El metal de la voz de Santiago Donday se ha forjado en el mismo fuego que sus cantes, en la llama de la fragua familiar, ya casi extinguida, y donde, durante un siglo, se han fabricado alcayatas gitanas, clavos y herraduras; de donde salían, sobre todo, rezones para los barcos pesqueros, pasadores, palanquetas y ganchos para arrastrar las cajas de pescado, que la fragua de Santiago Sánchez Macías (Cádiz, 1932) es marinera. El fuego y su garganta porfían por mantener vivo el oficio y los cantes de fragua: las seguiriyas, las soleares y los martinetes que se marcaba su padre, Seis Reales, un seguiriyero jerezano casado con la cantaora gaditana María La Sabina. El padre marcaba el compás del cante con el martillo que golpeaba el yunque, hollado por los golpes que recibió antes de la mano de su abuelo Antoni Ferrabú, "un cantaor de los antiguos, de Jerez".

El repiqueteo metálico es ingrato, "un trabajo de pulmones, aquí no hay máquinas, todo a base de porrazos", explica Santiago Donday, que forjó sus primeras alcayatas con nueve años y sus primeros cantes tres años después. Junto al fuego el cante era el único aliviadero. "A palo seco, siempre a palo seco. Mi padre se rajaba con la seguiriya y el martinete. Cantes puros, donde no hay más que lo que hay".

Más de una vez ha querido recrear la televisión aquella experiencia en el cuarto que tenían los Donday en el muelle de Cádiz, donde diez de familia pugnaban con el hierro mientras Seis Reales arrancaba a la copla plañidera los tonos más sombríos.

El trabajo nunca ha sido igual al de aquellos años. Santiago Donday, ha terminado trabajando hoy solo. Aunque jubilado, todavía atiende los encargos esporádicos de los bazares y los patrones de pesca. Y empieza a dedicarle más tiempo al cante. De la mano de un empresario del barrio, Juan Reyes, y con el niño La Leo al toque, va a volver a pisar un escenario en Cádiz en fecha inmediata pero aún por fijar.
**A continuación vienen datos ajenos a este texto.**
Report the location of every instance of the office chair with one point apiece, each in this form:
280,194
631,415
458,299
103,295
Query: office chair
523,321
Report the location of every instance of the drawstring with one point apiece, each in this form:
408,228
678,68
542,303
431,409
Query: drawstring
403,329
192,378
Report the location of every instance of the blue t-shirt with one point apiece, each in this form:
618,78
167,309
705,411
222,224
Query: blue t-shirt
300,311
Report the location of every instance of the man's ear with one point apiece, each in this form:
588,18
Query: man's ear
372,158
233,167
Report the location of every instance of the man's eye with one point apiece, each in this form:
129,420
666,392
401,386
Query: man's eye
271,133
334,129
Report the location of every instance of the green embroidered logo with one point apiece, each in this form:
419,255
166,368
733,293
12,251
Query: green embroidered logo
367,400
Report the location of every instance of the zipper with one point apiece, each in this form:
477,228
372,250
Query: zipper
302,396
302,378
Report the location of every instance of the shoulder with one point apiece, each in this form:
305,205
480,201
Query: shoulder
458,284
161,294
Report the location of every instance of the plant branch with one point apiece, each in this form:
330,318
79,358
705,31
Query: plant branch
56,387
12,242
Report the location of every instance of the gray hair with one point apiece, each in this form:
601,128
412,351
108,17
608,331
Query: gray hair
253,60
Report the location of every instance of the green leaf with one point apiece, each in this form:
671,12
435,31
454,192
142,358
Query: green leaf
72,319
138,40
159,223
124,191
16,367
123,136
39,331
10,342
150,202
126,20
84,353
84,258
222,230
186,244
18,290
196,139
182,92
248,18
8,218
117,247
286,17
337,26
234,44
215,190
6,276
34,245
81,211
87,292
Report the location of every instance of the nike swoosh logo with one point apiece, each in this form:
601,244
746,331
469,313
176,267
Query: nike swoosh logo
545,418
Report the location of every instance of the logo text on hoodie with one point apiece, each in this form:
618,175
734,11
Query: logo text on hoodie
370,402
La última experiencia de Donday ante el público fue el pasado verano en el Palau de la Música en Barcelona, donde libró un mano a mano con Rancapino. Una sala habituada a la música clásica, más confortable que la fragua, pero más fría. Allí, los aficionados catalanes saborearon el cante puro que le sale a Donday del estómago. "Fue estupendo, la gente se quedó boquiabierta: el verano que viene, vuelvo".

"Ahora se trata al cantaor como a un verdadero profesional: te envían los billetes de avión, tu hotel y el dinero acordado. Antes me tiraba la noche entera cantando en un cuarto de La Privadilla y al amanecer me cambiaba de ropa y me iba a la fragua". Ninguno de los 12 hijos de Donday va a seguir su camino, ni en el cante ni en la fragua. "El cante comenzó a caer hace 25 años y aún no se ha recuperado. La juventud tira para lo moderno, hoy es muy difícil escuchar cantes con pureza", lamenta. "El cante", dice Donday, "ha caído a la vez que la pesca".

Hay cosas que no deben cambiar. Así lo entiende el cantaor, uno de los últimos exponentes de las sagas gitanas que han iluminado el flamenco en el barrio de Santa María durante este siglo y convertido en resistente emblema del cante racial. Por eso, Donday esgrime una suerte de juramento hipocrático del flamenco: "El cante es sin concesiones, no vale aliviarse; la soleá tiene su metro, y punto; el cante no hay que ensuciarlo: las piriñacas se hacen con tomate y cebolla; los que empiezan tienen que saber que cantar por derecho es muy difícil". Y Donday sentencia, rotundo y pesimista a un tiempo: "Yo se lo digo al mundo entero: esto se ha terminado".